Partidos e candidatos devem ficar alertas às regras específicas de cada estatuto partidário

Especialista em Direito Eleitoral, Isabel Mota alerta para as determinações das resoluções do TSE . Foto: Divulgação
Especialista em Direito Eleitoral, Isabel Mota alerta para as determinações das resoluções do TSE . Foto: Divulgação

Essa semana os partidos estão em alerta máximo com a largada para as convenções partidárias, que podem ser realizadas desde a última quarta-feira, 20 de julho, de acordo com a Lei nº 9.504/1997, art. 8º, caput.

“Além das questões dos prazos definidos na legislação, partidos e candidatos devem estar atentos às diferenciações emergentes do estatuto de cada partido, de modo a que todas as formalidades sejam atendidas”. O lembrete é da advogada eleitoralista Isabel Mota, fundadoras e conselheira fiscal da Academia Brasileira de Direito Eleitoral de Político (Abradep).

Documentação
A especialista destaca ainda que “este é o momento também de candidatos preocuparem-se com a documentação que deve instruir o requerimento de registro de candidatura, que é o passo seguinte pós escolha de candidatos em convenção”.

Prioridade
A data marca ainda o momento a partir do qual os feitos eleitorais terão prioridade para a participação do Ministério Público e de juízes, com exceção de processos de habeas corpus e mandado de segurança.

Respostas
De acordo com a advogada, candidatos ou partidos podem requerer direito de resposta diante de informações comprovadamente inverídicas que venham a ser veiculadas por meio de comunicação.

CNPJ
Isabel ainda destaca: “é importante lembrar que, uma vez realizada a convenção partidária, é permitida a formalização de contratos para a instalação dos comitês.
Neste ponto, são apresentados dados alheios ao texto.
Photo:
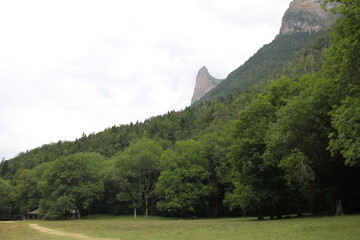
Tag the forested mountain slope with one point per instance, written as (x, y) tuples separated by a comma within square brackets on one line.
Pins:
[(289, 145)]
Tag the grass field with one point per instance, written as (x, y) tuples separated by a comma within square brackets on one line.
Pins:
[(157, 228)]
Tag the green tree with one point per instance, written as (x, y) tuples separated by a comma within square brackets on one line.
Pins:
[(346, 139), (183, 184), (5, 200), (251, 173), (71, 183), (138, 169)]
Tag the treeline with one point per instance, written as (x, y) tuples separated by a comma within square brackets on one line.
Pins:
[(290, 146)]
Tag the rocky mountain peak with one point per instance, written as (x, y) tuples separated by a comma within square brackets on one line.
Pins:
[(204, 83), (306, 16)]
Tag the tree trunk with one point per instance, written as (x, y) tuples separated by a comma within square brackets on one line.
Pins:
[(298, 205), (339, 209), (146, 206)]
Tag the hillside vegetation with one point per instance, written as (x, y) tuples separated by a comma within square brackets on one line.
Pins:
[(288, 144)]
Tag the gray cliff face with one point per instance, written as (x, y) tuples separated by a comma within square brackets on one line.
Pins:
[(306, 16), (204, 83)]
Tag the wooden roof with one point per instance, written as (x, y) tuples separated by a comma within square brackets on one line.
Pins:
[(36, 211)]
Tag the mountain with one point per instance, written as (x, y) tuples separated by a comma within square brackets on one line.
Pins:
[(306, 16), (204, 83), (304, 21)]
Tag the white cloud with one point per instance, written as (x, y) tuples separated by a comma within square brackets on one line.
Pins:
[(68, 67)]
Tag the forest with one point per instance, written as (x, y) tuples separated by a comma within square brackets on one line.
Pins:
[(287, 143)]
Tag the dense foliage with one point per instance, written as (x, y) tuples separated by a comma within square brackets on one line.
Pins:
[(289, 145)]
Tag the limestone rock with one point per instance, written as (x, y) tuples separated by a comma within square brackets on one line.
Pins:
[(204, 83), (306, 16)]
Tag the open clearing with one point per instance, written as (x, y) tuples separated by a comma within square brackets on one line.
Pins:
[(157, 228)]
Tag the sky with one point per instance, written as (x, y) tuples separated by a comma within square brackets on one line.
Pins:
[(80, 66)]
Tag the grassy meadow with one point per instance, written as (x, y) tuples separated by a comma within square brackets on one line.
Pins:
[(157, 228)]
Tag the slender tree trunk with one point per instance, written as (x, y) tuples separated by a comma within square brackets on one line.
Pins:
[(298, 205), (339, 209), (146, 206)]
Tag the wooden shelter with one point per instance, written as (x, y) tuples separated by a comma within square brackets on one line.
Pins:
[(34, 214)]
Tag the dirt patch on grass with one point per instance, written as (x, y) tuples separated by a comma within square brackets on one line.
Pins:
[(64, 234)]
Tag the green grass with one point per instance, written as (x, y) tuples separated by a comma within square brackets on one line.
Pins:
[(157, 228)]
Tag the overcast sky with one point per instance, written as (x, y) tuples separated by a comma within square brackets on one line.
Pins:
[(80, 66)]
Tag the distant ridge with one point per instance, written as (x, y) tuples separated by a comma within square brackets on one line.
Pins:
[(204, 83), (303, 21)]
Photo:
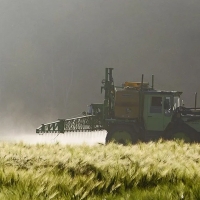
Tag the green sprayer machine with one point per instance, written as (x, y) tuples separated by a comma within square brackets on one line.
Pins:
[(134, 112)]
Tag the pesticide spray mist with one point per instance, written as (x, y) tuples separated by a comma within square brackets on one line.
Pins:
[(53, 54)]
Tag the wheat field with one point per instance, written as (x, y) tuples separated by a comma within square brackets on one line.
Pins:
[(154, 170)]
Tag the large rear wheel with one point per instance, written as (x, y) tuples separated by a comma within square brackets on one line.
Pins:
[(121, 135), (181, 135)]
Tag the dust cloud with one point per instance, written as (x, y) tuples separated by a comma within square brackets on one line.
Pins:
[(53, 54)]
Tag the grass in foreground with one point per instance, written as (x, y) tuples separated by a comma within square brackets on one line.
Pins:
[(162, 170)]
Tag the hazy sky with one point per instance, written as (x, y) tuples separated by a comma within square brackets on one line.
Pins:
[(53, 53)]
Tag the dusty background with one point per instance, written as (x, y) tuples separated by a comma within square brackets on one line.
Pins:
[(53, 53)]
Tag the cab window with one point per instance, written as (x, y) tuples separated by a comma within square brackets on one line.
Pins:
[(156, 105)]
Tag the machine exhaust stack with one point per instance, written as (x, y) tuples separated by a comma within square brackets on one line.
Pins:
[(195, 101), (152, 81)]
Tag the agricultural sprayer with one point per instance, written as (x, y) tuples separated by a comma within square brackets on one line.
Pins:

Mas qualquer desembolso financeiro só pode ser efetuado depois do candidato ter registro de CNPJ e ser aberta conta bancária especificamente para movimentação financeira de campanha e emissão de recibos eleitorais”.

Impedidos
Desde a convenção, até sua homologação e diplomação dos eleitos, cônjuges de candidatos ou parentes consanguíneos ou afins não poderão atuar como juízes nos tribunais eleitorais. O 20 de julho marca ainda a data a partir da qual não será permitida a realização de enquetes relacionadas ao processo eleitoral, segundo Isabel Mota.